In my practice report, I briefly touched on the current state of the quarterback position; unfortunately it isn’t much new news, “they did some good things, and they did some bad things.” What makes today different is that I got to see all of the good things.
Breaking the position down into six different skill sets, it’s easier to see where each quarterback stands. I have left out some things that are important to the position, but cannot be calculated due to the circumstances: you can’t pinpoint who’s the most accurate without a pass chart, and without live contact it’s impossible to know how well they run in traffic or avoid pass rushers.
Hopefully this will help you understand just how tough the decision will be for Neal Brown and Mark Stoops.
Deep Ball: Towles and Barker
There’s no doubt that Towles has the strongest arm on the team, throwing a ball 75-yards without much difficulty. Today we saw that he can be accurate when dropping bombs, hitting Dorian Baker in stride for a 55-yard touchdown. On every deep ball, his receiver has the chance to make a play. Barker deserves to be mentioned because he loves chucking it deep. He would have had multiple 30+ yard throws if his receivers would have won the fight against their defender.
Touch Passes: Phillips
15-25 yard floating touch passes are a thing of beauty when executed properly, but they’re also the most difficult throw to make. It requires excellent timing and accuracy, creating the narrowest window of opportunity. Reese made these throws look easy on multiple occasions. He found 5’9″ T.V. Williams on a fade for a 30+ yard gain, a route usually reserved for giants that can catch the ball above the defense. The completion could not have happened without a perfect pass. If Patrick Towles needs to improve on part of his game, it’s this one. He let his arm get the best of him a couple of times, causing the ball to sail out of bounds.
Short, Timing Plays: Towles
Yesterday at Media Day, Neal Brown stressed the need to improve on first down. In order to play an uptempo pace, the Cats have to get a first down ASAP. A good start often comes from a well-executed timing play. The short routes are a staple of the Air Raid, giving receivers room to make plays in the open field. Pat Towles was tearing it up on timing routes, making routine plays very efficiently. There was a sequence of back-to-back play-action passes where the ball left Towles hand immediately after the fake handoff, narrowly avoiding pass rushers while hitting his receiver before the defender could reach him. Barker’s timing will develop as he gets more work in with his receivers, but Towles’ arm strength makes this type of play run much more smoothly.

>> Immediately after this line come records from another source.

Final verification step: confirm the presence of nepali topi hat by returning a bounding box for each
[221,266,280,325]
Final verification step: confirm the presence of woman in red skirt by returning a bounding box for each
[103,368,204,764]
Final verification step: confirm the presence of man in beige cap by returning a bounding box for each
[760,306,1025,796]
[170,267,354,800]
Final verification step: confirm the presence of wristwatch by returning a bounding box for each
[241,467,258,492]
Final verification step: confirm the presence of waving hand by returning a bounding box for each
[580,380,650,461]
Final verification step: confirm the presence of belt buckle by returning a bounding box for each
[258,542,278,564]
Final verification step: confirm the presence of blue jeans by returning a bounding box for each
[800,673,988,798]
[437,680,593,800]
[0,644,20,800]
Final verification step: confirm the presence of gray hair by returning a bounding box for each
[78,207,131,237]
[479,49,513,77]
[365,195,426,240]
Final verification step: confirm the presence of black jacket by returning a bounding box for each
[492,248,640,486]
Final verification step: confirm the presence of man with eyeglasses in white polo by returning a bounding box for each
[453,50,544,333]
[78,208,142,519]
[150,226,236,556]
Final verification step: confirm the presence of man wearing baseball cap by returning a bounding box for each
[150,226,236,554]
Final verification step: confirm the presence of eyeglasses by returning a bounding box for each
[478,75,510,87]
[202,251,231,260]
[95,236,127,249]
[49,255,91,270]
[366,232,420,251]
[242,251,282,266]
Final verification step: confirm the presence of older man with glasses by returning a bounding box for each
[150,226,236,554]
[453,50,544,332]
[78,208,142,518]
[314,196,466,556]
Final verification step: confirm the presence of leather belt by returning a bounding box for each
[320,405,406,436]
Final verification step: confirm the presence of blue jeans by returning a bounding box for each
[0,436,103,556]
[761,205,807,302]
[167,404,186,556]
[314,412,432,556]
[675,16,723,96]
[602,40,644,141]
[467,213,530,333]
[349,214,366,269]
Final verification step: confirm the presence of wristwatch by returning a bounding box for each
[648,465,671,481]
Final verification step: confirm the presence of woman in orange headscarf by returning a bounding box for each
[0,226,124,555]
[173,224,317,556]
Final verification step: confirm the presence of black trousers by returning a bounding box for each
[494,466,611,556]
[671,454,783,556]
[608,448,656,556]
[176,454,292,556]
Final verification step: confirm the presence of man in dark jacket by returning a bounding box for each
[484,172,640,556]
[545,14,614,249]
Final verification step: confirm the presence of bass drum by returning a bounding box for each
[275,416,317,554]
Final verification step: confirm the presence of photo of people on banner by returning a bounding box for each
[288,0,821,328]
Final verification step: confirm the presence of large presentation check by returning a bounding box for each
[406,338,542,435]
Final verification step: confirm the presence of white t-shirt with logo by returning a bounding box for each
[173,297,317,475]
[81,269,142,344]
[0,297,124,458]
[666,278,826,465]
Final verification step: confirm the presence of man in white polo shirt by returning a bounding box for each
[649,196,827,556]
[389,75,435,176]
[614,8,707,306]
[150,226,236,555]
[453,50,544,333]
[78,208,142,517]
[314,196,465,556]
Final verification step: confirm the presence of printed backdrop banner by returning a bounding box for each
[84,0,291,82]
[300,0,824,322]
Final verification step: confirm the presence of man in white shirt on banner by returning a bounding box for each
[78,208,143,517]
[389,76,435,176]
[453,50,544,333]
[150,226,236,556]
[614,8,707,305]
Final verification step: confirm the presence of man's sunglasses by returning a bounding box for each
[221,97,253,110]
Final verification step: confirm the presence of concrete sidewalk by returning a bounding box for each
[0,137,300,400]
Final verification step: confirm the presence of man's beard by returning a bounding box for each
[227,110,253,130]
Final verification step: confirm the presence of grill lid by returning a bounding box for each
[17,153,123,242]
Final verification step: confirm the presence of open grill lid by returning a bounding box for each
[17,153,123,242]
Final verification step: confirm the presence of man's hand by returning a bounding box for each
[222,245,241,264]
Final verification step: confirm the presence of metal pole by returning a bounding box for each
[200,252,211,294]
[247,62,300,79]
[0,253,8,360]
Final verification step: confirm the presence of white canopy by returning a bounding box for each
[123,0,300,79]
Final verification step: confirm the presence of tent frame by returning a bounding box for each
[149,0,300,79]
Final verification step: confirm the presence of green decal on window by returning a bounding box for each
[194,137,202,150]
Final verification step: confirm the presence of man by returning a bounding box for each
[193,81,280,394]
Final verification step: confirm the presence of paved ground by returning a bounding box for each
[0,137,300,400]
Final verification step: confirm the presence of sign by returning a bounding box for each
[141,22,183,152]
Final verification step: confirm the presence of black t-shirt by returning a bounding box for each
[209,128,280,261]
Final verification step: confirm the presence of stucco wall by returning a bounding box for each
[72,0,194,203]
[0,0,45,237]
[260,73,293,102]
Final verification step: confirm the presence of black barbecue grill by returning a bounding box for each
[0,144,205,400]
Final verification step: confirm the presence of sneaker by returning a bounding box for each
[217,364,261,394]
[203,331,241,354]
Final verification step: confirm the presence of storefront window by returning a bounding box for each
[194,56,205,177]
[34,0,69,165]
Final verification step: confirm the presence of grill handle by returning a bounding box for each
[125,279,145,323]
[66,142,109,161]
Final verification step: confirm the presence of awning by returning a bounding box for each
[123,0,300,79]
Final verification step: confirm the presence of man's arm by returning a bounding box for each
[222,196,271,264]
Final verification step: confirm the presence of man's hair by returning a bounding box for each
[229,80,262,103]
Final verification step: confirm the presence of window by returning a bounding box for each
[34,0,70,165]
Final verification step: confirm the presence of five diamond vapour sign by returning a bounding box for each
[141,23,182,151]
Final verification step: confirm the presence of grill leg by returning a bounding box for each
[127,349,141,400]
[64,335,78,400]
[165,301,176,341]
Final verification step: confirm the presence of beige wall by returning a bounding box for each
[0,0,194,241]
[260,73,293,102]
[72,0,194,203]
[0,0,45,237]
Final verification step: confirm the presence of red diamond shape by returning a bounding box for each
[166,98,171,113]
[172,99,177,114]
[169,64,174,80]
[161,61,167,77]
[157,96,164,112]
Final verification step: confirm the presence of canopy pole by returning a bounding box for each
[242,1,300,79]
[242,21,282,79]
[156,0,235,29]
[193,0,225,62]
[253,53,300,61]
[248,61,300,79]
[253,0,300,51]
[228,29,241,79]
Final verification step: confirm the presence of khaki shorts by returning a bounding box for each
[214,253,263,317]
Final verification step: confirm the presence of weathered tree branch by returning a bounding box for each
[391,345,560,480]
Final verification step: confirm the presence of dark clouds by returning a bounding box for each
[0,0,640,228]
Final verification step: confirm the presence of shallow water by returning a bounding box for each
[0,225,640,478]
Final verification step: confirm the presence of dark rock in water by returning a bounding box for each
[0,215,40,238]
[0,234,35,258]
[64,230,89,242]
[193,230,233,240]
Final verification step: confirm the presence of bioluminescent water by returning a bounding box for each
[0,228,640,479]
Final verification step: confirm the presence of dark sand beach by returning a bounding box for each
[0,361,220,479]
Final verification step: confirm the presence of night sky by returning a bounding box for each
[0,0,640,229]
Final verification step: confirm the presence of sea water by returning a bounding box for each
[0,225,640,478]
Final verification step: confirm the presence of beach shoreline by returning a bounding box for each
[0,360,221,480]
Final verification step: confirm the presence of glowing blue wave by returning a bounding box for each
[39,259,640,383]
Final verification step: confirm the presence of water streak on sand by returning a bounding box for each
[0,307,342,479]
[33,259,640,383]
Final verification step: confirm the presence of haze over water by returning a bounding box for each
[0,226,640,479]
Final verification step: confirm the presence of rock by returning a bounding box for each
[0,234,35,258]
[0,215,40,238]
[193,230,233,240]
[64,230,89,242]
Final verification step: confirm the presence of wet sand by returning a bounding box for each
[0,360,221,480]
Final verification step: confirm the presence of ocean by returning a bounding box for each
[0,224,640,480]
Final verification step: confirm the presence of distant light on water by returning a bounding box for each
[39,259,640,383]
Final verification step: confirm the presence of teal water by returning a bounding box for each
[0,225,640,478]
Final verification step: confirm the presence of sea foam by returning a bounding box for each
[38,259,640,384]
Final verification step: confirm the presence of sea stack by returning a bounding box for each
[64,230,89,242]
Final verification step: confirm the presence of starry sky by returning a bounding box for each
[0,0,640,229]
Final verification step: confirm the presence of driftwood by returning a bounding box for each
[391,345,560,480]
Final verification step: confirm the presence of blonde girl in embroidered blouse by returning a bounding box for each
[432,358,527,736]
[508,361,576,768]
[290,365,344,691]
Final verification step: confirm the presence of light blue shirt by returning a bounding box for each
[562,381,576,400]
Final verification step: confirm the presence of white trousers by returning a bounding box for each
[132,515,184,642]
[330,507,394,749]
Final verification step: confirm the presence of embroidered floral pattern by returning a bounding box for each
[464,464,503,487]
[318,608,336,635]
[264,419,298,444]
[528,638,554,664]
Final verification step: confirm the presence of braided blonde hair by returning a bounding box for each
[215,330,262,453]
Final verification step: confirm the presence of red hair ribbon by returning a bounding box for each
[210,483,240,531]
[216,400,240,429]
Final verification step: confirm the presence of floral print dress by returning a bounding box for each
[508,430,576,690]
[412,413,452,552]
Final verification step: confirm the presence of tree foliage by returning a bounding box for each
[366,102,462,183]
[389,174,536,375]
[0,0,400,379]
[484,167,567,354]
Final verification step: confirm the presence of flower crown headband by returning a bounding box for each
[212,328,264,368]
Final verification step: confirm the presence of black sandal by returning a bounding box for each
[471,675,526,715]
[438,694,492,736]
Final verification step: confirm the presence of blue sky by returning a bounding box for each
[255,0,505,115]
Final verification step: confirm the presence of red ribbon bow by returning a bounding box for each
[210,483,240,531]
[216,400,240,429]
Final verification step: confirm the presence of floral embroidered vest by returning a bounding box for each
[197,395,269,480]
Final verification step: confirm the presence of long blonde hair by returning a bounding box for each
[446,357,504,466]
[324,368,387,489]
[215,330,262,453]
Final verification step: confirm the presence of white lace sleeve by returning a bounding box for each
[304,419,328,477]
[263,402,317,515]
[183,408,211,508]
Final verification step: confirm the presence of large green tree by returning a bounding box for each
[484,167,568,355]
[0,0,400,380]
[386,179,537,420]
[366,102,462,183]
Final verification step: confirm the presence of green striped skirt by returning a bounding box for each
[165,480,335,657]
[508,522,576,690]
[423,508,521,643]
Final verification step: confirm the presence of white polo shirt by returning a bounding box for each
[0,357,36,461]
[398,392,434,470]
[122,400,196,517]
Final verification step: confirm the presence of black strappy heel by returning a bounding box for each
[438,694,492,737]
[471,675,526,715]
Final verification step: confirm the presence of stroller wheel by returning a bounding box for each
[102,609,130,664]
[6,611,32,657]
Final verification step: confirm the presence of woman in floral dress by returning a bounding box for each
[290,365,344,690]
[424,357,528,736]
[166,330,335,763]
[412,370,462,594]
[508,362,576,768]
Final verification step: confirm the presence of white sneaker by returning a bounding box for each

When watching from the stands, you have no idea what kind of routes are being ran or where the ball is “supposed” to go. But what you can do is watch the quarterbacks eyes. No one displayed better patience in the pocket than Reese Phillips. It can be easy to get carried away on a deep pass play – you’re in front of a crowd and want to make a big play – but Phillips never forced it, going through multiple checks before finding his safety valve at running back.
Drew Barker’s form and release are smoother than blue suede shoes. It’s an extremely compact motion. He puts the ball behind his ear and doesn’t waste time to release the ball. This isn’t a knock on the other guys, Drew just looks too good throwing a football.
The most vocal player in the group, Pat has turnt up the intensity in practice. You could hear Towles from 20 yards away delegating the offense. When an entire football team huddles up, there’s always that one guy that has to make sure there isn’t any shenanigans before Coach grabs the mic. In one practice, Pat showed that he is THAT guy,
As you can see, there’s a lot of positives and negatives with each player. There isn’t much separating the three, but with two more open practices next week (Monday 9:30 am, Tuesday 3:30 pm) the opportunity is there for a starter to emerge.
Before you take this analysis to the bank, remember: it’s just one practice.